Destilasi set Destilasi set

Destilasi set

  • Jumlah: 1
  • Kondisi : baik

Spesifikasi

  • Kapasitas Labu: Umumnya 500 ml

  • Bahan: Kaca borosilikat atau Pyrex berkualitas tinggi.

  • Komponen: Labu alas bulat, kondensor Liebig panjang, adaptor, konektor, sumbat karet, termometer, selang air, dan labu erlenmeyer.

  • Fitur: Dirancang untuk analisis kimia dan pemisahan cairan berdasarkan perbedaan titik didih.


Fungsi

  • Labu destilasi: Wadah untuk menampung cairan yang akan didestilasi.
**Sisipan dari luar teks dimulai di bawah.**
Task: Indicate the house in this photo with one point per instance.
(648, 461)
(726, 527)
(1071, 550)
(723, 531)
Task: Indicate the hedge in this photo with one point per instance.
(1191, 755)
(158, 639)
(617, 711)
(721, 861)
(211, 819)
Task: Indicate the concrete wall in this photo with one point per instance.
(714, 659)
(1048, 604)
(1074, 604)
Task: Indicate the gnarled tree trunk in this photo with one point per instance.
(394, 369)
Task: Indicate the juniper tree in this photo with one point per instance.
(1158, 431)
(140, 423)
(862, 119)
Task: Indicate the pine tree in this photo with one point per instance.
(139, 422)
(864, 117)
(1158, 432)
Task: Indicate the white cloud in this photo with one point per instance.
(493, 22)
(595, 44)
Pemanasan dilakukan di sini untuk menguapkan komponen dengan titik didih lebih rendah terlebih dahulu.

  • Termometer: Mengukur dan memantau suhu cairan selama proses destilasi.

  • Kondensor: Mendinginkan uap yang naik sehingga berubah kembali menjadi cairan. Uap akan melewati kondensor dan mendingin, kemudian cairan (destilat) dikumpulkan di wadah penampung.

  • Pemanas: Sumber energi panas untuk menguapkan cairan di dalam labu destilasi.

  • Erlenmeyer: Wadah penampung cairan hasil destilasi (destilat).

  • Statif dan klem: Penyangga untuk menahan labu destilasi dan kondensor agar posisinya stabil.

  • Batu didih: Ditambahkan ke dalam labu untuk mencegah pendidihan yang mendadak dan bergejolak (bumping).

Cara Kerja

  • Pemanasan: Campuran cairan dipanaskan dalam labu alas bulat. Batu didih dimasukkan untuk meratakan panas dan mencegah gelembung besar atau letupan.

  • Penguapan (Evaporasi): Komponen dengan titik didih paling rendah akan menguap terlebih dahulu. Pemanasan dilanjutkan hingga suhunya mencapai titik didih yang diinginkan, seperti 78°C untuk alkohol, yang dipantau dengan termometer.

  • Pergerakan Uap: Uap naik dan bergerak menuju kondensor.

  • Pendinginan (Kondensasi): Di dalam kondensor, uap didinginkan oleh air dingin yang mengalir. Aliran air harus masuk dari bawah dan keluar dari atas agar kondensor terisi penuh dan pendinginan efektif.

  • Pengembunan: Uap berubah kembali menjadi cairan yang disebut destilat.

  • Pengumpulan: Destilat yang sudah menjadi cairan ditampung dalam labu penampung atau erlenmeyer terpisah.

  • Pemisahan: Proses ini dapat diulangi jika perlu, dan cairan yang dihasilkan kemudian dipisahkan dari pengotornya jika ada, misalnya dengan menggunakan corong pisah.